Pour celui-ci, l’inscription à l’Ecole Roche ne
constitue peut-être pas un simple prétexte pour entrer en Suisse. Il n’en
demeure pas moins que s’il souhaite effectivement suivre la formation projetée,
c’est aussi parce qu’il est un sportif doué. Sans cela, son admission au CSEL
n’aurait pu être envisagée. A cela s’ajoute que les programmes offerts par le
CSEL et l’Ecole Roche, ainsi que l’engagement au sein de X.________, se
complètent mutuellement: le recourant sera hébergé en internat; il suivra les
cours d’une école dont l’horaire a été adapté pour les besoins de
l’entraînement quotidien au football; il jouera régulièrement. Sans doute le
recourant ne sera-t-il pas rémunéré pour ses prestations sur le terrain de jeu
et ne fera pas partie (du moins initialement) d’une équipe de haut niveau - ce
qui s’explique surtout par son jeune âge: Pelé a joué à dix-sept ans la finale
de la Coupe du monde en 1958, mais il s’agit là d’une exception ne confirmant
aucune règle. Les filières permettant de mener de front des études et la
pratique intensive du sport ont pour but d’assurer la relève. De nombreux
clubs de football, des plus célèbres aux plus modestes, offrent de telles
possibilités aux jeunes joueurs pétris de talent, mais aussi soucieux d’assurer
leur avenir si, pour une raison ou pour une autre, leur rêve d’accéder au sport
d’élite ne devait pas se réaliser. L’encadrement proposé est également de
nature à rassurer les parents quant aux soins, à l’attention et à la
surveillance dont leur progéniture sera l’objet – surtout lorsque, comme en
l’espèce, un jeune homme quitte sa famille et sa lointaine patrie pour la
Suisse. Le club sportif utilise le système dit de «sport-études» comme
pépinière de joueurs d’élite, soit pour ses propres besoins dans la compétition,
soit en vue d’un transfert ultérieur dans une équipe huppée. Ces échanges
peuvent être très lucratifs, si le club est en situation de monnayer chèrement
le talent du joueur qu’il a formé. En l’espèce, X.________ finance
l’hébergement du recourant au CSEL, pour un montant indéterminé, mais loin
d’être négligeable, sur le vu des prestations offertes. Le recourant se trouve
ainsi dans un rapport d’échange avec le club, lequel peut voir dans la dépense
consentie une forme d’investissement. Ce rapport entre dans le champ
d’application de la circulaire n°451.
e) Le recourant conteste vouloir rester en Suisse
après le 15 septembre 2008, terme prévu de ses études à l’Ecole Roche. Il se
réfère à l’engagement qu’il a pris en ce sens, ainsi que ses parents.
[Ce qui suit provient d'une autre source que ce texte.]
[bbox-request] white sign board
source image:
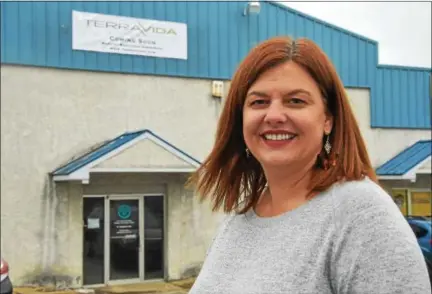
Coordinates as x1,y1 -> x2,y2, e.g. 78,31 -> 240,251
72,11 -> 187,59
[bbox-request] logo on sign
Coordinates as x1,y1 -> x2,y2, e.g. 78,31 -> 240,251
117,204 -> 132,219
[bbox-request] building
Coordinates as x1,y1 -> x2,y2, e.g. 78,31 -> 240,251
1,1 -> 431,287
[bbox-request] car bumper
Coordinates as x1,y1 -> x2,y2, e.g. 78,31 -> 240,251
0,277 -> 13,294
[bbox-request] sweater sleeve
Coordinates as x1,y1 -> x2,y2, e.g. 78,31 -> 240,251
331,207 -> 431,294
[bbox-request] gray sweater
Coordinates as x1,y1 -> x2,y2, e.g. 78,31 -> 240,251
189,178 -> 431,294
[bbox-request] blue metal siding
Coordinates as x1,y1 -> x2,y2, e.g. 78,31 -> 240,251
1,1 -> 431,128
371,66 -> 431,129
376,140 -> 432,176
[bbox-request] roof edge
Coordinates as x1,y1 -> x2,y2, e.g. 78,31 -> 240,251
377,63 -> 432,73
263,1 -> 378,45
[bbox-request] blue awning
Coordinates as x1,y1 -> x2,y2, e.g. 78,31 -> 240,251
51,130 -> 201,181
376,140 -> 432,180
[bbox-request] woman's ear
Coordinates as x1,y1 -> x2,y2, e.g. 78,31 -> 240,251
324,115 -> 333,134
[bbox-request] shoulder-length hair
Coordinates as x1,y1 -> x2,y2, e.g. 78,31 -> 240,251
188,37 -> 376,213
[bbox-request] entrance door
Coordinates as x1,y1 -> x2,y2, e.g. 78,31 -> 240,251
107,196 -> 143,281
Il s’agit
là toutefois de simples déclarations d’intention, qui ne lient pas l’autorité
(cf. la décision du Département fédéral de justice et police du 27 juillet
1992, JAAC 57.24). De surcroît, on peut objectivement craindre qu’un jeune
homme venu du Cameroun pour réaliser le projet d’entamer une carrière de joueur
professionnel de football, puisse être tenté de se soustraire à l’obligation de
retourner au pays, en raison des conditions économiques et sociales précaires qui
y règnent.
f) En conclusion, compte tenu du contexte
particulier de l’affaire et des intérêts publics à protéger selon la circulaire
n°451, le SPOP n’a ni abusé, ni mésusé de son pouvoir d’appréciation en
décidant comme il l’a fait.
3.
Le recours doit ainsi être rejeté et la décision attaquée
confirmée. Les frais sont mis à la charge du recourant; l’allocation de dépens
n’entre pas en ligne de compte (art. 55 LJPA).
Dispositif
Par ces motifs
le Tribunal administratif
arrête:
I.
Le recours est rejeté.
II.
La décision rendue le 21 août 2006 par le Service de la
population est confirmée.
III.
Un émolument de 500 fr. est mis à la charge du recourant.
IV.
Il n’est pas alloué de dépens.
Lausanne, le 13 décembre 2006
Le
président:
Le présent arrêt est communiqué aux destinataires de
l'avis d'envoi ci-joint ainsi qu'à l'ODM.
Il peut faire l'objet, dans les trente jours dès sa notification,
d'un recours de droit administratif au Tribunal fédéral, conformément aux art.
103 ss de la loi fédérale d'organisation judiciaire (RS 173.110).